To investigate this issue, the researchers used student-level data from four unidentified but geographically diverse school districts that were legally required to identify and serve advanced students. For each district, the data set included information on math and reading achievement test scores, cognitive ability tests, demographics, and complete and comprehensive teacher ratings for at least one grade level. Each district used a different scale for its teacher rating scales: one used the Gifted Rating Scales, one used the HOPE Scale, and two used their own scales. Employing a random effects model, the researchers analyzed the variation in teachers’ ratings of students within each district while controlling for students’ cognitive ability, achievement, and demographics.

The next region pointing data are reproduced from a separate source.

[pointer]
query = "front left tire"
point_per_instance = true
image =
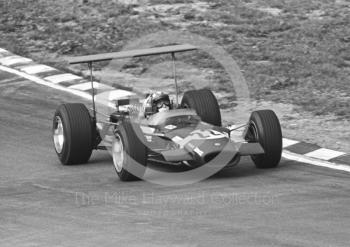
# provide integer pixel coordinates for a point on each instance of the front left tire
(72, 133)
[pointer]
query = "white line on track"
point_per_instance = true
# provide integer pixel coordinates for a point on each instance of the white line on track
(37, 68)
(62, 77)
(46, 83)
(3, 50)
(288, 142)
(87, 86)
(11, 60)
(313, 161)
(324, 154)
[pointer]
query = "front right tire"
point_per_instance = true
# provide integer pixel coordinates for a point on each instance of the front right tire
(72, 133)
(264, 127)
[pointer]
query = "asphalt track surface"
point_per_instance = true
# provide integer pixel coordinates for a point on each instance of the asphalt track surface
(43, 203)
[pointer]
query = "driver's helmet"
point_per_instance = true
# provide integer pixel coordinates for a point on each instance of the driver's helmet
(157, 102)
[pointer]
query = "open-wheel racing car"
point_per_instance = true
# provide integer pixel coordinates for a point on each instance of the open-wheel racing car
(153, 128)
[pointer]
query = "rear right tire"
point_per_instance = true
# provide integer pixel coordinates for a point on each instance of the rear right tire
(129, 151)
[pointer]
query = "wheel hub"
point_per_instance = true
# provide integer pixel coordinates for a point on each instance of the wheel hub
(118, 153)
(58, 135)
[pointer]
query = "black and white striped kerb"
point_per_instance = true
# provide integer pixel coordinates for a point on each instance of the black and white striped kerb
(73, 83)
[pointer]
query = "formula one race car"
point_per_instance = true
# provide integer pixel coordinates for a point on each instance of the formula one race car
(153, 128)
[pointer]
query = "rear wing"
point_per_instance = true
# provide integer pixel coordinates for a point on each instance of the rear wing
(89, 59)
(132, 53)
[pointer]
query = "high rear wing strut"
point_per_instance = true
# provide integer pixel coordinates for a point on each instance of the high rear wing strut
(89, 59)
(132, 53)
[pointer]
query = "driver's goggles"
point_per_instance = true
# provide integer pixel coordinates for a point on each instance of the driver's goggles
(163, 103)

The findings are a mix of good and bad news. As for the former, researchers find that teachers do assign higher ratings to students with higher scores on achievement and cognitive ability tests, as one would hope. They also did not find any consistent relationships between teachers’ ratings and students’ race and ethnicity once achievement and other variables were taken into account. In other words, teachers did not display any statistically significant bias based on race or ethnicity when identifying students.

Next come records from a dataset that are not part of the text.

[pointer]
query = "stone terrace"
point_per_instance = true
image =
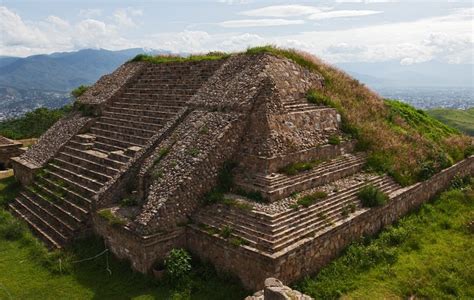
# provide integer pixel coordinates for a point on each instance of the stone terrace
(146, 143)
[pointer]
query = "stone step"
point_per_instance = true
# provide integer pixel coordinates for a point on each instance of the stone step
(82, 179)
(154, 101)
(93, 156)
(49, 211)
(117, 138)
(50, 242)
(302, 231)
(77, 187)
(73, 201)
(61, 203)
(98, 176)
(139, 132)
(91, 165)
(146, 106)
(130, 123)
(170, 98)
(146, 88)
(280, 180)
(40, 222)
(130, 117)
(108, 142)
(141, 112)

On the bad-news side, analysts found that 10 to 25 percent of variance in teachers’ ratings of students is determined by their individual teacher, not anything inherent in the child. Picture two students in different classes taught by different teachers in the same school. They score the exact same on their cognitive ability and achievement tests, yet receive very different teacher ratings. One student is identified as likely advanced and the other is not.
This variation between educators at individual schools calls into question the usefulness of teacher ratings as an element in identifying students for services. On the one hand, it’s possible that the problem is caused by a dearth of high-quality training and careful implementation among teachers, hence some murkiness on how and whom to identify as an advanced student, for example. On the other hand, maybe the ratings themselves are inherently flawed and doomed to teacher error and bias. This suggests that, where administrators insist on using educator ratings for identification, they ought to be used exclusively as a means to include students who aren’t otherwise identified as advanced based on test scores; no students with sufficiently high scores should be denied advanced programming because of a low teacher rating. And educators should be effectively trained on how to use these systems. Another viable option is to not use them at all.
SOURCE: D. Betsy McCoach et al., “How Much Teacher Is in Teacher Rating Scales?,” Annenberg Institute (August 2023).